Я его впустил. Теперь он, не снимая ботинок, переминался в прихожей, под нашей небольшой коллекцией соломенных шляп. Электрический свет стер все тени, и я рассмотрел его ясно. Артур, кто там? – окликнула Лотте из гостиной. Мы с гостем встретились взглядами. Я спросил, он ответил. Без слов. Договорились мы так: ни при каких обстоятельствах он нас не потревожит, не поставит под угрозу и не растопчет то, что мы выстроили с таким трудом. Да, дорогая, отозвался я. Кто пришел? – спросила Лотте. Я снова посмотрел на Даниэля. Подведет? Не подведет? Нет, похоже, не подведет. Лицо серьезное, и уговор наш он воспринял серьезно, и еще что-то сквозило в его взгляде – я принял это за благодарность. Тут за спиной у меня послышались шаги Лотте. К тебе гость, сказал я.

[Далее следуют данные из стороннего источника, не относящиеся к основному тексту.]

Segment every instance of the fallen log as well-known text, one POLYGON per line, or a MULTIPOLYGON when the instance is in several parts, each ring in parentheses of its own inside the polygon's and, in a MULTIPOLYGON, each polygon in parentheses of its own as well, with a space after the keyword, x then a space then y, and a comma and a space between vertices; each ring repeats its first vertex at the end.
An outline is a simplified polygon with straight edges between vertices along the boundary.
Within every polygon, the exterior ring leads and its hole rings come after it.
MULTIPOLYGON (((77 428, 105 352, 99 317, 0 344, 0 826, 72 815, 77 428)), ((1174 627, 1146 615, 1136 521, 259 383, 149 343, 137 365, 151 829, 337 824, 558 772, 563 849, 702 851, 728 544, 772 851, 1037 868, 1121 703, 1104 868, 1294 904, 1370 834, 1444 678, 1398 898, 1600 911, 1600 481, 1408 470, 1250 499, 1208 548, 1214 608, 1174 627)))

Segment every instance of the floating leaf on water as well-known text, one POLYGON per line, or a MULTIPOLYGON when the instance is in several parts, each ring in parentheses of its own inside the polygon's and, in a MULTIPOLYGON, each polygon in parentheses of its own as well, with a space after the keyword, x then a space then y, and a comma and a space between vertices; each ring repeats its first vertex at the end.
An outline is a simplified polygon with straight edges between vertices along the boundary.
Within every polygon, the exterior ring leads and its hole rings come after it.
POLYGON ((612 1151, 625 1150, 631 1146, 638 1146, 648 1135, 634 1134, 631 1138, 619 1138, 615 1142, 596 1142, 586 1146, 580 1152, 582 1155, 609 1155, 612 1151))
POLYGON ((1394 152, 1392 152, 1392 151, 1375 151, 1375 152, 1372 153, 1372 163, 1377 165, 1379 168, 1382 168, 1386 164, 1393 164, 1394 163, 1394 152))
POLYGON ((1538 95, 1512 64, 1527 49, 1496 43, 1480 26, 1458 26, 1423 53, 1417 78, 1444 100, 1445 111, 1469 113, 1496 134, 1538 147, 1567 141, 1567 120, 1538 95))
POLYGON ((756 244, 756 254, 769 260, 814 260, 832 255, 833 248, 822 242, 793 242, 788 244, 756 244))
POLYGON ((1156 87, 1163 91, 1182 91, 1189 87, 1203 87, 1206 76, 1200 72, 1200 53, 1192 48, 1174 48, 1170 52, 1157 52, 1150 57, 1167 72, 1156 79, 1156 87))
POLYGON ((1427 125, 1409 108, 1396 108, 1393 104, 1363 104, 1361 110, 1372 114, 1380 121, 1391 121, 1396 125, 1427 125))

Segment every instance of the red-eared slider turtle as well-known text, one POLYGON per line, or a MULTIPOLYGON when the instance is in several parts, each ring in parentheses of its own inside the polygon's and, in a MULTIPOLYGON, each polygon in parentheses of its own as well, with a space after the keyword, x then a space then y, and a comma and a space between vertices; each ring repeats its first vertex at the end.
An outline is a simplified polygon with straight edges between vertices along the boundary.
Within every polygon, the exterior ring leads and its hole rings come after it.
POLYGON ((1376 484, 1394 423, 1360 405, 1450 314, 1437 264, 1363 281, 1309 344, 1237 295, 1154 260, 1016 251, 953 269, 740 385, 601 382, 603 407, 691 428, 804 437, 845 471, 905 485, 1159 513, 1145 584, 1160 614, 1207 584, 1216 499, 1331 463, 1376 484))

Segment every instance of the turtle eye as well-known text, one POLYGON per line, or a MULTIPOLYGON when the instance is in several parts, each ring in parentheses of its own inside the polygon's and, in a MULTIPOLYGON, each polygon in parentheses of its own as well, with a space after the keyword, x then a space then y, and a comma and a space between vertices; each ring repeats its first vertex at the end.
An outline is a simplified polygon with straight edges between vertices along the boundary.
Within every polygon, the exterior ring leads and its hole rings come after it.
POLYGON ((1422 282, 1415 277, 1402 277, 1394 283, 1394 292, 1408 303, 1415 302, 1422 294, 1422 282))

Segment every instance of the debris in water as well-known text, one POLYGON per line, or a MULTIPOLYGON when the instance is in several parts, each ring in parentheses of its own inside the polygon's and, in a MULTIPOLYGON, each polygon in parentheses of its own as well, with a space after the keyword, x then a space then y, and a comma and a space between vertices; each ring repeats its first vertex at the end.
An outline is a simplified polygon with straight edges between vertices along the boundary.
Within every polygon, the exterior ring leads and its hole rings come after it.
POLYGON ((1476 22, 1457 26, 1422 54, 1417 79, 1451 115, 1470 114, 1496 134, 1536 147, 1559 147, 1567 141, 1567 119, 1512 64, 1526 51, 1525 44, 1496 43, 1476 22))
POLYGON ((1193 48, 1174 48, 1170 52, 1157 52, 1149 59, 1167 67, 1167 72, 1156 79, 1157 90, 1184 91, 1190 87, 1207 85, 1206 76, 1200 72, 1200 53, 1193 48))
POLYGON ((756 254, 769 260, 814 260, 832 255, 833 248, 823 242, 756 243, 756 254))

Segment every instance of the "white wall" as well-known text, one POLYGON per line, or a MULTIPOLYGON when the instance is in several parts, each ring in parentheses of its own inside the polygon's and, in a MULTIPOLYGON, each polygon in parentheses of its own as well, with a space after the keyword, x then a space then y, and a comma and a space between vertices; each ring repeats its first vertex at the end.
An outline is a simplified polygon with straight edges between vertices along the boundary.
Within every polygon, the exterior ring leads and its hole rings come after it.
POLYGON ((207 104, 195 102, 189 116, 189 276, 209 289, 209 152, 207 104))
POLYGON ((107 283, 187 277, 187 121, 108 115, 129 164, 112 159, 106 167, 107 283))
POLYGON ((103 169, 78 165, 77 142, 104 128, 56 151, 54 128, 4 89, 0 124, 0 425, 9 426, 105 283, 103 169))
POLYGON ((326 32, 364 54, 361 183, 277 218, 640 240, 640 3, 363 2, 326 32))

Понимаете, наша жизнь была размерена, отлажена как часы. Каждое утро мы гуляли в парке Хэмпстед-Хит. В ту сторону – по одной аллее, обратно – по другой. Я сопровождал Лотте к проруби, мы назвали это место прорубью, потому что купалась Лотте в любое время года, даже зимой, не пропускала ни дня. Там у нас три водоема: только для мужчин, только для женщин, а последний для всех. Тут она и купалась, чтобы я мог посидеть на скамейке у воды. Зимой рабочие прорубали отверстие во льду. Они, должно быть, приезжали ночью, в темноте, потому что к нашему приходу прорубь всегда была готова. Лотте снимала пальто, потом свитер, сапоги, брюки – толстые шерстяные брюки, которые очень любила, – и наконец из-под одежд появлялось ее бледное тело, пронизанное голубыми венами. Я знал каждый сантиметр этого тела, но ранним утром, на фоне влажных, черных деревьев оно меня особенно возбуждало. Лотте подходила к кромке воды. И на мгновение совершенно замирала. О чем она думала? Бог весть. До самого конца она оставалась для меня тайной. Иногда на ее тело падал снег. Снег или листья, но чаще всего – капли дождя. Порой мне хотелось крикнуть, нарушить эту неподвижность, вторгнуться в то, что принадлежало в этот момент только ей одной. И вдруг Лотте в мгновение ока исчезала в черной воде. Тихий всплеск, и снова тишина. Как ужасны были эти несколько секунд, как долго они длились! Целую вечность. Словно она уже никогда не вынырнет. Какая тут глубина? – спросил я однажды, но она уверила меня, что не знает. Не единожды я вскакивал со скамьи, готовый – вопреки моей водобоязни – прыгнуть следом. Но тут голова ее, гладкая, словно у тюленя или выдры, вспарывала водную гладь, и она подплывала к лестнице, где я уже ждал с полотенцем в руках.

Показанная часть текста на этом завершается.